Clarify Your Molecular Presentations with the Disassemble Animation

In molecular modeling, clarity is key—especially when communicating complex structures to a broader audience. Whether you’re preparing a presentation, making educational content, or exploring your designed molecules, visualizing molecular components separately can provide immediate insight into structure-function relationships. This is where the Disassemble animation from SAMSON becomes particularly useful.

The Disassemble animation allows you to start from an assembled molecular structure and then smoothly separate selected components. This can transform a dense, compact molecular view into a clearer, more didactic scene—ideal for teaching, publications, or collaborative design discussions.

What does it do?

The Disassemble animation moves selected nodes (atoms, molecules, meshes) from their original clustered positions to automatically computed positions further apart. The goal isn’t to explode the structure randomly, but to spatially distribute components in a coherent and informative way.

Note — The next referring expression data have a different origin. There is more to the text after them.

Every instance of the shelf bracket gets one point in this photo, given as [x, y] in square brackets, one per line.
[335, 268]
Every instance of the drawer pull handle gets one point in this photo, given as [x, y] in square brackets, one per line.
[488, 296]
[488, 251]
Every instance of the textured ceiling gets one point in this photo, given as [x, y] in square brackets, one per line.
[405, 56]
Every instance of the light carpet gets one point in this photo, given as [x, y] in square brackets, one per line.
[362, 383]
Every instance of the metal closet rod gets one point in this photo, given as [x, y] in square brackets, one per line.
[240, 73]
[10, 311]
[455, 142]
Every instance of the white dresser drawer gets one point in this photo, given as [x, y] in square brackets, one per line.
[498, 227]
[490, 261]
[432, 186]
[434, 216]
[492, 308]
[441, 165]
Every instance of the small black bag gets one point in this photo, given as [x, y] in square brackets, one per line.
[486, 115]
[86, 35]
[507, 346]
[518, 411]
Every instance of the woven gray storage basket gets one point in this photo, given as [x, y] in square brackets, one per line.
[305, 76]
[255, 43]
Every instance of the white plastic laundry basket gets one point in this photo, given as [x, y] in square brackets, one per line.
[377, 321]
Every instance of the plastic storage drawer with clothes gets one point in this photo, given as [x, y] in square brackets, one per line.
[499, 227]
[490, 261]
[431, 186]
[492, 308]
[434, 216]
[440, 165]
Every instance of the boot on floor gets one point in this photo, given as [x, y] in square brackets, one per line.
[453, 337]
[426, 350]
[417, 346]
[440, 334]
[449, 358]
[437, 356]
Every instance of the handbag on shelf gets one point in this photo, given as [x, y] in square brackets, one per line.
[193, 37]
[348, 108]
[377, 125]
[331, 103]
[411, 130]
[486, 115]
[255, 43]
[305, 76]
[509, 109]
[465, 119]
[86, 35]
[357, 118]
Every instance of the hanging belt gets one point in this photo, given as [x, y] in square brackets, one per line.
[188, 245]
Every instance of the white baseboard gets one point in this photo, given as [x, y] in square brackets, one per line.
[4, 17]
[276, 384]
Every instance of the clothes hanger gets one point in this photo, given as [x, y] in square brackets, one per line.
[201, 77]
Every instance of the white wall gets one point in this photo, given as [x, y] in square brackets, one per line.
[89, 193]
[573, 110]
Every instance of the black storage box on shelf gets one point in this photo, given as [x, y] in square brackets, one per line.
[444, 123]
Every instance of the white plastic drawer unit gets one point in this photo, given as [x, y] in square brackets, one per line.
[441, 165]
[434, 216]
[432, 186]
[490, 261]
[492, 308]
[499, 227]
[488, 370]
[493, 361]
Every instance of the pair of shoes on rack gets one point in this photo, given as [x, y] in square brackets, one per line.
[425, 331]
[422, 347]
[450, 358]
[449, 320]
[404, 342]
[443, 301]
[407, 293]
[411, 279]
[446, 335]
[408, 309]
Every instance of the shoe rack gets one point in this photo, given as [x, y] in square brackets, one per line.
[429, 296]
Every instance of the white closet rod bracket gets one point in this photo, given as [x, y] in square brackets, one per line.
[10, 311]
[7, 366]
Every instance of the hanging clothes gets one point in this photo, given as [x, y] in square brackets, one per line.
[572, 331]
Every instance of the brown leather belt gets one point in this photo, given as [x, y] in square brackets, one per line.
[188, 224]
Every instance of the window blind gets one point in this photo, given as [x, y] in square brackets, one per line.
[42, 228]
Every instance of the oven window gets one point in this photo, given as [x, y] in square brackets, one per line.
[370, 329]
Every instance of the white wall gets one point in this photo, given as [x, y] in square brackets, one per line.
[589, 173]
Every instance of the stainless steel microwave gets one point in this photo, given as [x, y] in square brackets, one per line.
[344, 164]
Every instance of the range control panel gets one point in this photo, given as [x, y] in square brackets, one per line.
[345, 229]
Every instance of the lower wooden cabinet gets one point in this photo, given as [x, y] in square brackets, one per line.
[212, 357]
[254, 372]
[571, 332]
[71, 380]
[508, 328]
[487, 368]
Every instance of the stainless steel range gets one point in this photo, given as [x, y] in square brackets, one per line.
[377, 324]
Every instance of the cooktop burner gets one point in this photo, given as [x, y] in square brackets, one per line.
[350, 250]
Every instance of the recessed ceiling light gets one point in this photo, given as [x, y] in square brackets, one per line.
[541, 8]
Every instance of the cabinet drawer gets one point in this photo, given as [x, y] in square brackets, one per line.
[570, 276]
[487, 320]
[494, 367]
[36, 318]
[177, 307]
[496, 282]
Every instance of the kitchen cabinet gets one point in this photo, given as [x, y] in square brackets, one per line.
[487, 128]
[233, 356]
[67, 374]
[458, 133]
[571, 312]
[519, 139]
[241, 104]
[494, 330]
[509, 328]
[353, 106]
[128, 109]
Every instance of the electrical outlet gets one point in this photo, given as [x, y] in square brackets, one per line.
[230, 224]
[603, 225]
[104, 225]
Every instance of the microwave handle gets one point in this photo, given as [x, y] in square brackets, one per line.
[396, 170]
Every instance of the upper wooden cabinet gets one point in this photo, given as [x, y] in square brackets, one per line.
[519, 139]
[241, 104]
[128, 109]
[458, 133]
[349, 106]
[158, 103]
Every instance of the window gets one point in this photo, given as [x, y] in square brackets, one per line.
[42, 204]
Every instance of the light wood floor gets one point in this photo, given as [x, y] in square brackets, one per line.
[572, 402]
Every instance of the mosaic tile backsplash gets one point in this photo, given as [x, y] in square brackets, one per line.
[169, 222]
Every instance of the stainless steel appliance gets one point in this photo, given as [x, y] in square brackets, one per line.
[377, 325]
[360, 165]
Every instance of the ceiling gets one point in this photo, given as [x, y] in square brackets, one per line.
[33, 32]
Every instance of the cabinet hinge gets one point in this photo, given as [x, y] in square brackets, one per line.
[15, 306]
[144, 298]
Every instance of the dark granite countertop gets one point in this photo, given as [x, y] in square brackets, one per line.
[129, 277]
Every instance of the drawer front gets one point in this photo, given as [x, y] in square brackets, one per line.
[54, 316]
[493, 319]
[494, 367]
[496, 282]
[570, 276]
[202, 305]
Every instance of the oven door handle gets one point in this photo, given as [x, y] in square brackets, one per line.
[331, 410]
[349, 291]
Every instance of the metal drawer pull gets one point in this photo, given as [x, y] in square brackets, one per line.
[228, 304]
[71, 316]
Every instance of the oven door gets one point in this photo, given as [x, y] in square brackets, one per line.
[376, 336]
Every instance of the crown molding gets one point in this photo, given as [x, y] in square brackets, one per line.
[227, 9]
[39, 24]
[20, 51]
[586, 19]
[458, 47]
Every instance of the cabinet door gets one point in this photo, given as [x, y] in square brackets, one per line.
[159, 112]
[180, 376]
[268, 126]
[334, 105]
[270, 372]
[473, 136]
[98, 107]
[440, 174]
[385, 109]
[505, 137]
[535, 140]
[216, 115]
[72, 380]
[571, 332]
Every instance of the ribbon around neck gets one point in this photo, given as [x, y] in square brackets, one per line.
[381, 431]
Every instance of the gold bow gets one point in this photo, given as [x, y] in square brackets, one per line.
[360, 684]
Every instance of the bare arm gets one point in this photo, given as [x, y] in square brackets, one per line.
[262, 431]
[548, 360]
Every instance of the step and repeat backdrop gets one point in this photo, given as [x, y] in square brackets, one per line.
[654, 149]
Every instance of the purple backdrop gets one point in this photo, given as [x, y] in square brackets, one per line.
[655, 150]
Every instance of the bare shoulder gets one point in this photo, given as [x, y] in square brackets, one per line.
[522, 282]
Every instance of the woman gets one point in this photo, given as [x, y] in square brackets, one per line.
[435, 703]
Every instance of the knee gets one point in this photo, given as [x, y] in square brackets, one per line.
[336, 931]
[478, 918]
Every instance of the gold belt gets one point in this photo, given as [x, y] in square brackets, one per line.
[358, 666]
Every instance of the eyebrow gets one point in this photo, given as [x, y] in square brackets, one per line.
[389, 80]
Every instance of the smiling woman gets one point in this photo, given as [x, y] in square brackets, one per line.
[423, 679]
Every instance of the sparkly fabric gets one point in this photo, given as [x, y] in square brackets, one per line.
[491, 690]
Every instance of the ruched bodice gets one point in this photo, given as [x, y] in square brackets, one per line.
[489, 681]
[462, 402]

Imagine presenting a protein-ligand complex to a colleague. Instead of starting with a dense ball of atoms, you can linearly disassemble the protein and ligand into different regions of the screen, briefly pausing at each stage to describe functional roles or key interactions.

How do you apply it?

  1. Use SAMSON’s selection tools to select the components you want to disassemble. You don’t have to be exhaustive—SAMSON will attempt to make an intelligent guess if nothing is selected.
  2. Open the Animation panel in the Animator, and double-click on the Disassemble effect.
  3. SAMSON will automatically insert two keyframes. The selected group will transition from its initial position (first keyframe) to a new, disassembled configuration (second keyframe).
  4. Adjust the keyframes as needed to fit the timing of your presentation.

Customize Your Animation

Two powerful customization options make the disassemble effect flexible:

  • Amplitude: Controls how far apart the selected parts move. You can inspect the animation using the Inspector to adjust this parameter.
  • Easing Curve: Defines how smoothly or abruptly the motion changes between keyframes. SAMSON supports a variety of interpolation options via easing curves.

Helpful Tip

The Disassemble animation is non-destructive and does not alter your model—it only affects the presentation. This makes it particularly useful for users working on structure-based drug design, protein engineering, nanodevice assembly, or educational content in molecular biology.

Visual Example

Example: the Disassemble animation

Want to Try It?

This animation is a great complement to other motion effects in SAMSON, such as Assemble, Hold Atoms, and Move Atoms. Combined cleverly, these can form dynamic, yet informative demonstration sequences where structural composition and relationships become instantly easier to understand.